Shareholder Recommendations for Membership on our Board of Directors
The Corporate Governance and Nominating Committee will consider shareholder recommendations of director nominees. To recommend director nominee(s), a shareholder must submit the following relevant information in writing to the attention of the compliance officer at our principal executive offices: (1) the name, age, business and residence address of the prospective candidate; (2) a brief biographical description of the prospective candidate, including employment history for the past five years, and a statement of the qualifications of the prospective candidate; (3) the class and number of shares of our Common Stock, if any, which are beneficially owned by the prospective candidate; (4) a description of all arrangements or understandings between the shareholder and the prospective candidate pursuant to which the nomination is to be made by the shareholder if the shareholder and the prospective candidate are different individuals; (5) the candidate’s signed consent to serve as a director if elected and to be named in our proxy statement; (6) a signed certificate providing the class and number of shares of our Common Stock which are beneficially owned by the shareholder; and (7) any other information that is required to be provided by the shareholder pursuant to Regulation 14A under the Exchange Act. Once the Corporate Governance and Nominating Committee receives the shareholder recommendation, it may deliver to the prospective candidate a questionnaire that requests additional information about the candidate’s independence, qualifications and other matters, including a possible interview, that would assist the Corporate Governance and Nominating Committee in evaluating the candidate, as well as certain information that must be disclosed about the candidate in our proxy statement or other regulatory filings, if nominated.
The Corporate Governance and Nominating Committee will not evaluate candidates differently based on who has made the recommendation. The Corporate Governance and Nominating Committee will consider candidates from any reasonable source, in addition to shareholder recommendations.
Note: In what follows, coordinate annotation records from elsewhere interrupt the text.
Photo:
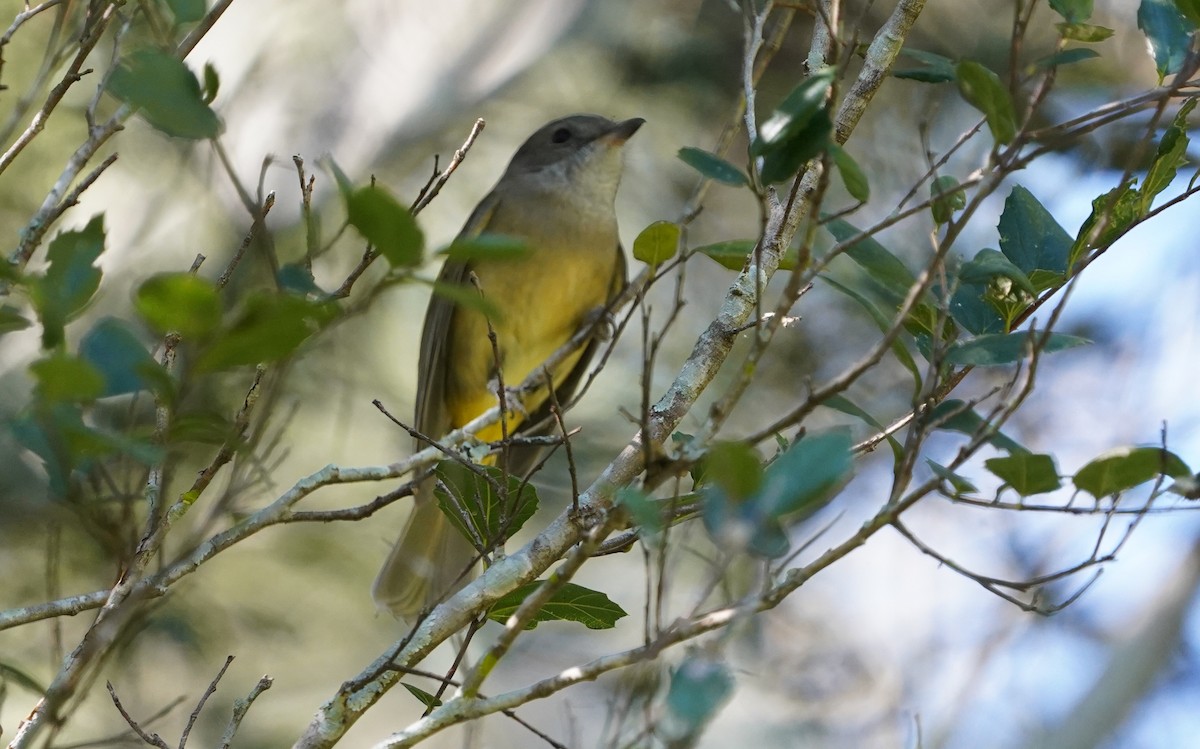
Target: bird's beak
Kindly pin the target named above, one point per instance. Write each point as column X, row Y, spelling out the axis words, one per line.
column 622, row 131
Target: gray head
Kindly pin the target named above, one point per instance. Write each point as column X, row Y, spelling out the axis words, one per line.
column 562, row 148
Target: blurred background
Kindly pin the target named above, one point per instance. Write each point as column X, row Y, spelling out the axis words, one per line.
column 883, row 649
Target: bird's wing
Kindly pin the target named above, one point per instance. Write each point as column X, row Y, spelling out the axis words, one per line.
column 522, row 459
column 432, row 415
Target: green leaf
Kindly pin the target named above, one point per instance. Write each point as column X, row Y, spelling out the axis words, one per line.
column 1114, row 211
column 731, row 255
column 345, row 184
column 970, row 307
column 805, row 474
column 1067, row 57
column 961, row 485
column 700, row 687
column 997, row 349
column 423, row 696
column 783, row 162
column 183, row 303
column 61, row 377
column 186, row 11
column 387, row 225
column 269, row 328
column 795, row 115
column 167, row 94
column 937, row 69
column 736, row 253
column 570, row 603
column 1189, row 10
column 1089, row 34
column 1030, row 235
column 71, row 279
column 713, row 167
column 877, row 261
column 732, row 467
column 1123, row 468
column 645, row 511
column 297, row 279
column 850, row 408
column 1168, row 33
column 1073, row 11
column 988, row 264
column 883, row 323
column 120, row 357
column 983, row 90
column 946, row 197
column 11, row 319
column 209, row 427
column 1026, row 473
column 852, row 175
column 1171, row 154
column 493, row 516
column 211, row 84
column 658, row 243
column 486, row 246
column 954, row 417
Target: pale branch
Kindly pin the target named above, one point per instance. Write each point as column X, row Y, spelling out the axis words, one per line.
column 99, row 21
column 154, row 739
column 240, row 707
column 708, row 354
column 427, row 193
column 876, row 65
column 256, row 227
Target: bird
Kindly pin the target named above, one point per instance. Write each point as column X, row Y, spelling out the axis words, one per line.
column 557, row 198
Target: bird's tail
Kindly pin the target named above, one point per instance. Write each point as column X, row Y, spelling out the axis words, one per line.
column 427, row 563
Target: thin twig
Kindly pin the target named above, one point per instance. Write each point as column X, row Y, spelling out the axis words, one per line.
column 199, row 706
column 154, row 739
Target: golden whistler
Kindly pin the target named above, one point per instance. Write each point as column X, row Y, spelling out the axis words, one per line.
column 557, row 197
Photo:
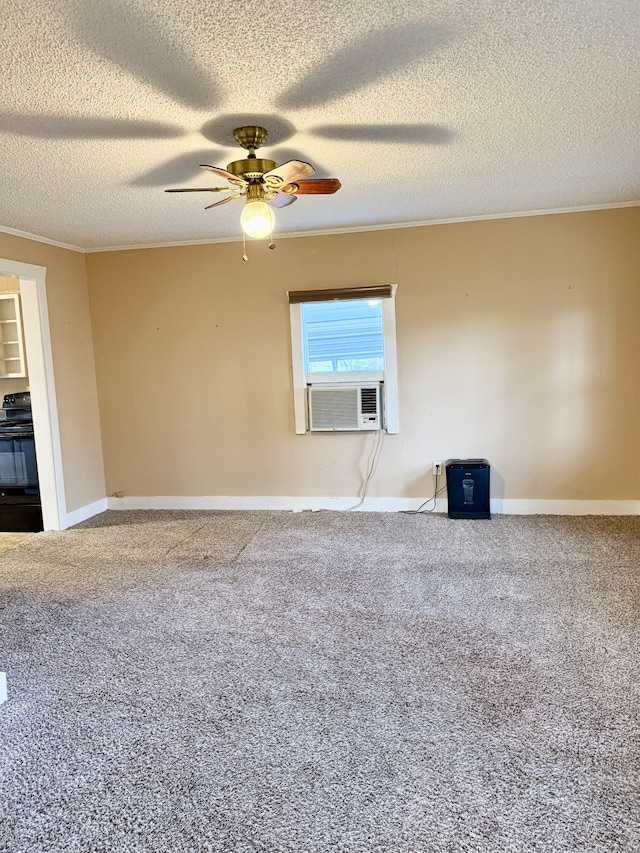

The Corporate Governance and Nominating Committee has the authority under its charter to hire and pay a fee to consultants or search firms to assist in the process of identifying and evaluating candidates. No such consultants or search firms were used for the slate of director nominees up for election at the Annual Meeting since all directors nominated are for re-election, and, accordingly, no fees have been paid to consultants or search firms in the 2012 fiscal year.
We have not received a director nominee recommendation from any shareholder (or group of shareholders) that beneficially owns more than five percent of our Common Stock.
Section 16(a) Beneficial Ownership Reporting Compliance
Section 16(a) of the Exchange Act requires our directors, executive officers and persons who own more than 10% of our Common Stock (collectively, “Reporting Persons”) to file initial reports of ownership and changes in ownership of our Common Stock with the SEC and the NASDAQ Stock Market. Copies of these reports are also required to be delivered to us. See “Security Ownership of Certain Beneficial Owners and Management” above for identification of those persons who qualify as “Reporting Persons.”
We believe, based solely on our review of the copies of such reports received or written representations from certain Reporting Persons, that during the fiscal year ended December 31, 2012, all Reporting Persons complied with all applicable filing requirements.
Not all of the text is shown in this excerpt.